Dr. Avitan got her Ph.D. in Computational Neuroscience from Bar-Ilan University, Israel. She did her postdoc at the Queensland Brain Institute in Australia. Dr. Avitan is ELSC’s newest woman recruit. “My research focuses at the system level,” she said, “where we ask how neural circuits function in large-scale brain networks to produce functions such as perception and behavior.”

In particular, Dr. Avitan appreciates the interdisciplinary nature of neuroscience. “It keeps me constantly learning new theories and techniques,” she said. “It provides the opportunity to discuss challenges with people from different disciplines, and it always brings to the table new insights and points of view.” Dr. Avitan, who studied computer science, statistics, theoretical neuroscience and neuroethology throughout her academic career, brings all these tools together in her interdisciplinary research: “Today in my lab we are combining it all, we are recording neural activity from thousands of neurons, and use computational, statistical and mathematical tools to analyze the data and undercover the underlying neural mechanism driving different types of behavior.”
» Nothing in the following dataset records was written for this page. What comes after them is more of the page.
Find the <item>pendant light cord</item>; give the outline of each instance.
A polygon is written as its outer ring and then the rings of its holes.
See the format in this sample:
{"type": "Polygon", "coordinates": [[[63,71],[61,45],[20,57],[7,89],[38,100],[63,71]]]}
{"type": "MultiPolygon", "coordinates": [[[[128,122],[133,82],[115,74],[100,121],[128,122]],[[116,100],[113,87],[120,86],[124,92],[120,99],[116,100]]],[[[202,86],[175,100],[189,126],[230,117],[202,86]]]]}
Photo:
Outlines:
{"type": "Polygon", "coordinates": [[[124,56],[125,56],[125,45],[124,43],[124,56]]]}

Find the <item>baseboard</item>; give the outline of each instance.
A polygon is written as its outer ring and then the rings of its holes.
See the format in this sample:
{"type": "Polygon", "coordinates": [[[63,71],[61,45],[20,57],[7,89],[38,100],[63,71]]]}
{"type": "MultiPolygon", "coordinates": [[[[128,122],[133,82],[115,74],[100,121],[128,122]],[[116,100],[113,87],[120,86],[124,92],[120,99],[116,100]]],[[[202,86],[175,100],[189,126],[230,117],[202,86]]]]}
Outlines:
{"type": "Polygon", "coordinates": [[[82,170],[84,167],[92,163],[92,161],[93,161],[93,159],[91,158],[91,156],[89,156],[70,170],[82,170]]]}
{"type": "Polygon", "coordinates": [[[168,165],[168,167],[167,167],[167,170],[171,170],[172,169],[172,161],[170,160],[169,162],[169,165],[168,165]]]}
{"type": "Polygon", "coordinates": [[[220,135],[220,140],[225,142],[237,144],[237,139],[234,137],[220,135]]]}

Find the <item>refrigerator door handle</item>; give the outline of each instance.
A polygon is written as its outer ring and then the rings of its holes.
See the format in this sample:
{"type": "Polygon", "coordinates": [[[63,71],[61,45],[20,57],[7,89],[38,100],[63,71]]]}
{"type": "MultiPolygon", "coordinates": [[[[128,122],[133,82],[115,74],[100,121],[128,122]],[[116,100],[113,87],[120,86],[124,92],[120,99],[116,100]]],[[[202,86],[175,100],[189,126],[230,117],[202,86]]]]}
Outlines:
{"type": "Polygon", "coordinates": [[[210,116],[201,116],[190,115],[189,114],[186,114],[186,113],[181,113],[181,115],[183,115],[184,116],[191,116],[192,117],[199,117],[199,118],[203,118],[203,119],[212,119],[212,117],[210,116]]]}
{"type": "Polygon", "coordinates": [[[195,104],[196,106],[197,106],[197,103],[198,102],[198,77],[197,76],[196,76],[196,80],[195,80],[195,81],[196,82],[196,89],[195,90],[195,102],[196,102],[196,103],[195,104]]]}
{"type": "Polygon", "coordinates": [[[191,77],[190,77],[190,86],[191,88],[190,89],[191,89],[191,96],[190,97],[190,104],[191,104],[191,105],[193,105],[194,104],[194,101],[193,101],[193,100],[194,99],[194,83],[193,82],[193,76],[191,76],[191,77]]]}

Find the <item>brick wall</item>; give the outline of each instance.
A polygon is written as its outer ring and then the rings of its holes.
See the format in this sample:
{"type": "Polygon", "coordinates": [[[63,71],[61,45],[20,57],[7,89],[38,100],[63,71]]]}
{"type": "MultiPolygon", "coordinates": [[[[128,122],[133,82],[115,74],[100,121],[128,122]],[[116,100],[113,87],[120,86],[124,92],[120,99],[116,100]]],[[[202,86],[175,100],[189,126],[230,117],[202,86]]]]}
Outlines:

Dr. Avitan has the following advice for any student interested in science: “First, no matter what, and it will get tough at times, do not lose your passion for science. Second, challenge your comfort zone, be open to opportunities, expand yourself, and grow. Third, seek for your role models, mentors and support group of colleagues and friends. They are crucial.” And last but not least, “Surround yourself with excellent people and colleagues who intellectually challenge you.”

“Working memory”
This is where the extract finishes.